Taking Stock / Bubble, Bubble, Toil and Rubble

1. Shmuel Lev, a veteran market prowler, used to say the Tel Aviv Stock Exchange is like a small pot. A few minutes on the gas and it boils over. Zvi Lubetsky, who's been on the market more years than he likes to admit, says the stock market is too small to handle the amount of money in the financial system: any institutional investor moving an inch in either direction rocks the boat, triggering gains of 20 percent before you can blink.

The TASE isn't exactly boiling over, and the total infusion in the last two months is just a few hundred million shekels. But yes, it is a small pot, and it can heat up very fast.

2. Never before have so many businessmen and bankers prayed so hard for share prices to rebound. Three years of recession and credit crunch have created bone-cracking pressure that threatens their very survival.

The recent wave of gains has eased the strain, reinflated the value of their collateral, reduced the pressure to write down the value of their assets, improved the financial ratios stipulated in loan agreements and, mainly, restored some hope that soon enough, they'll be able to resume selling paper to the public for dollops of cash.

3. How soon can that be done? Not so quickly, as the deadline passed yesterday for the offer by Shlomo Eliahu, who hoped to sell a 6.6 percent interest in the Israel Phoenix Assurance Company. His son, Israel Eliahu, didn't trouble himself to deny it. Last week he told Haaretz that the purpose of the sale was to raise cash to reduce loans taken to buy shares in Bank Leumi over the last two years.

Shlomo Eliahu is highly leveraged. He hoped to take advantage of the market's reawakening to sell assets and reduce his debt burden. The difference between him and most of Israel's leveraged tycoons is that he bought the Phoenix shares he now wants to sell at prices significantly below their market value. Selling them will generate a handsome profit.

Most of his peers will be forced to swallow major losses if they divest assets, which is why they're clinging to their goods like glue, as long as the banks allow it.

4. TASE data were impressive on Sunday. The Maof-25 index surged 4 percent to touch on 400 points, completing a 15 percent gain from the start of 2003. The volume of trade climbed to NIS 530 million, double the daily average. Major stocks advanced by as much as 8 percent.

But to predict the market's behavior over, say, the next two months, you need to take a longer perspective. The Maof-25 index is just 2.5 percent over its level of a year back. In May 2002, in case it slipped your mind, the market mood could have curdled milk. Nobody was talking about an economic breakthrough.

In other words, the main driver of the recent gains on the stock market is primarily the fact that stocks tanked over fears of financial crisis.

5. The factors easing those fears were anticipation of U.S. loan guarantees, the treasury's economic program, and the coalition victory in Iraq. All three factors acted to reduce Israel's risk premium, inflation expectations, and short- and long-term interest rates on the capital market.

Although stocks made the headlines, the more significant development behind the share gains is the steep ascent of bond prices, while their mirror-image - lending rates - dropped.

Unlinked government bonds have jumped 10 percent since 2003 started. Their yields to redemption (interest) fell by 2 percent. Such abrupt movements in nominal interest rates almost automatically engenders a spike in share prices.

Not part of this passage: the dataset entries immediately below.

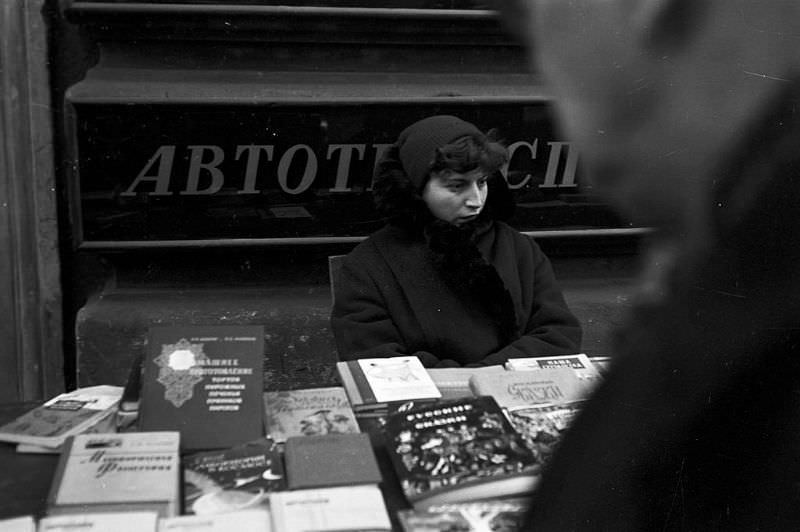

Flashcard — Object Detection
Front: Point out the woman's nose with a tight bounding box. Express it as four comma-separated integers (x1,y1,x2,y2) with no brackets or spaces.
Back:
465,183,484,209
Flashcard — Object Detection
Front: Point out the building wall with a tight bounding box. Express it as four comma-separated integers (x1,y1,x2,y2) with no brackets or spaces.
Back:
0,0,64,402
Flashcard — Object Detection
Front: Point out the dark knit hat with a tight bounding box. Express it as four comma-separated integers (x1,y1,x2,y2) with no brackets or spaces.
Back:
396,115,484,188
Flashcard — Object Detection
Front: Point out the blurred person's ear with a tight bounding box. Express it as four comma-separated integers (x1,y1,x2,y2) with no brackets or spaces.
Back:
633,0,709,53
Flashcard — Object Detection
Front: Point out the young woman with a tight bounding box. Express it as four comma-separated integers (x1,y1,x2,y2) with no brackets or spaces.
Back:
331,115,581,367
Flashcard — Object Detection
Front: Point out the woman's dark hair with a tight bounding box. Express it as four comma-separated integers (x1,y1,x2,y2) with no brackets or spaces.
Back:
432,130,508,180
372,130,514,228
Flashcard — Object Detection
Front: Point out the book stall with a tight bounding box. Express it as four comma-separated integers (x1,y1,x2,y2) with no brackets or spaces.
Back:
0,326,607,532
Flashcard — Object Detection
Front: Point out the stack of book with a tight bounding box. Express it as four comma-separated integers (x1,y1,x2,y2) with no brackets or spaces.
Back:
0,326,607,532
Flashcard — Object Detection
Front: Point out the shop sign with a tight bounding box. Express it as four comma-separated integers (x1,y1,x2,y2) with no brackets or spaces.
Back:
74,104,616,242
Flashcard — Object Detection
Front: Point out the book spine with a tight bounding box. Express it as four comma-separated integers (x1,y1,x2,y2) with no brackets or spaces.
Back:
347,360,377,404
336,362,364,408
45,436,75,514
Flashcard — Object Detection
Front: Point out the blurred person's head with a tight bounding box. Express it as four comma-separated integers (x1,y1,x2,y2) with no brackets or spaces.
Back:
497,0,800,245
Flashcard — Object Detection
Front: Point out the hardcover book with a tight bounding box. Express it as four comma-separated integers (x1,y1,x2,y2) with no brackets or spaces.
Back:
139,325,264,451
0,385,122,448
182,438,286,515
508,401,583,465
336,356,442,415
47,432,180,516
270,485,392,532
397,498,529,532
470,367,586,408
284,433,381,489
39,511,158,532
159,508,272,532
264,386,360,442
384,396,540,510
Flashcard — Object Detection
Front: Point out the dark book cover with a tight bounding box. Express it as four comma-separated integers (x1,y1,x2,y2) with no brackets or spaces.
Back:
384,396,539,509
284,433,381,489
182,438,286,515
139,325,264,451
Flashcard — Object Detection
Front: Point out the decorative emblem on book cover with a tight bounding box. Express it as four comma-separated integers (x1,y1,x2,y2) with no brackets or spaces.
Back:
154,338,208,408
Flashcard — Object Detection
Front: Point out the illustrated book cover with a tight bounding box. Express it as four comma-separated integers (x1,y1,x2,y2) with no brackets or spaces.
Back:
470,367,586,408
158,508,272,532
270,485,392,532
397,498,529,532
284,433,381,489
38,511,158,532
384,396,539,509
181,438,286,515
138,325,264,452
336,356,442,415
264,386,360,442
0,385,122,448
47,431,180,516
508,401,584,465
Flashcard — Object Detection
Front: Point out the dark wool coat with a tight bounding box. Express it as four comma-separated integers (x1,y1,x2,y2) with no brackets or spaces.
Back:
331,221,581,367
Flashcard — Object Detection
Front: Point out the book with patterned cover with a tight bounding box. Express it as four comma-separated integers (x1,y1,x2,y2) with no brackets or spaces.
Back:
138,325,264,452
384,396,540,509
264,386,360,442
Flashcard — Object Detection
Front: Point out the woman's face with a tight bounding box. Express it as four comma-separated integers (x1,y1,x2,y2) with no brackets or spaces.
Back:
422,168,489,225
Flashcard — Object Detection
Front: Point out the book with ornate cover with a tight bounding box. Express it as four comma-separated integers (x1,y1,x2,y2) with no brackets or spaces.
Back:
0,385,122,448
264,386,360,442
270,484,392,532
384,396,539,510
397,498,529,532
38,511,158,532
47,431,180,516
138,325,264,452
159,508,272,532
336,356,442,415
469,367,588,408
182,438,286,515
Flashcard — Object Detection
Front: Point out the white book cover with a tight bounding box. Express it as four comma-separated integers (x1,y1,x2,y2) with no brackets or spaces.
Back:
38,512,158,532
51,431,180,510
358,356,442,403
270,485,392,532
506,353,601,379
0,515,36,532
158,508,272,532
0,385,122,447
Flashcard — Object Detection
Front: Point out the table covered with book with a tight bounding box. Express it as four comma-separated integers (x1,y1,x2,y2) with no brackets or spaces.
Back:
0,328,600,532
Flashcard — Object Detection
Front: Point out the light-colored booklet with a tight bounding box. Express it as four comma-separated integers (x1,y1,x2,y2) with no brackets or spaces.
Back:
270,484,392,532
0,385,122,447
39,512,158,532
157,508,272,532
357,356,442,402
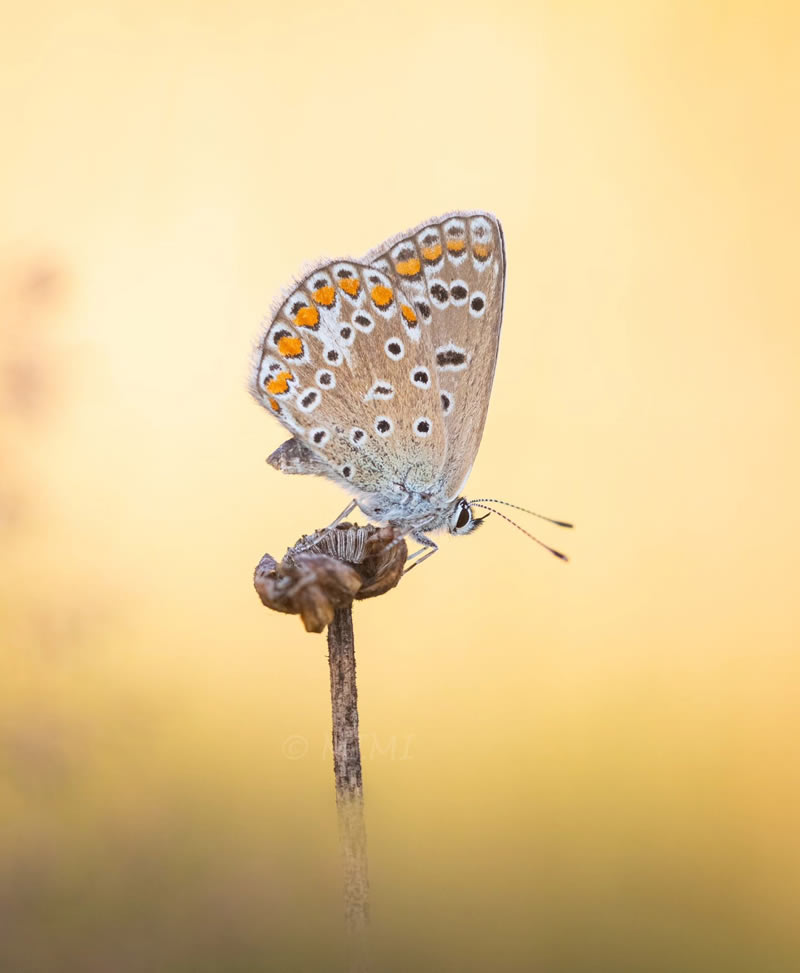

6. Spikes in share prices should, however, be broken down into components. It transpires that 15 percent of the Maof index's yield over the last year was generated by five stocks: Teva Pharmaceuticals, Agis Industries, Israel Chemicals, Elco Holdings and Makhteshim Agan Industries.

Their common denominator is that all rely on export markets. Without the far-reaching five, the Maof-25 index would be at 350 points.

7. Economists, analysts and portfolio managers at the banks, which rule much of the roost in the local marketplace, have been evincing increasing optimism of late, as share prices climb. Speculators and market traders, on the other hand, sound much more cautious and can be found pacing the corridors muttering, "The market has risen much too fast. Unhealthy, unhealthy."

If anything, their pessimism is a good sign. It indicates that most haven't stocked up on stocks and are going green with envy as the market gets away from them.

On the other hand, the bankers' optimism is meaningless. They never made a penny predicting the direction of stocks or any other market, only from the momentum itself. As the public hankers after shares, bonds or goes to and fro between shekels and foreign currency, the banks rake in commissions. All they have to do is ensure that the public scurries between assets as much as possible.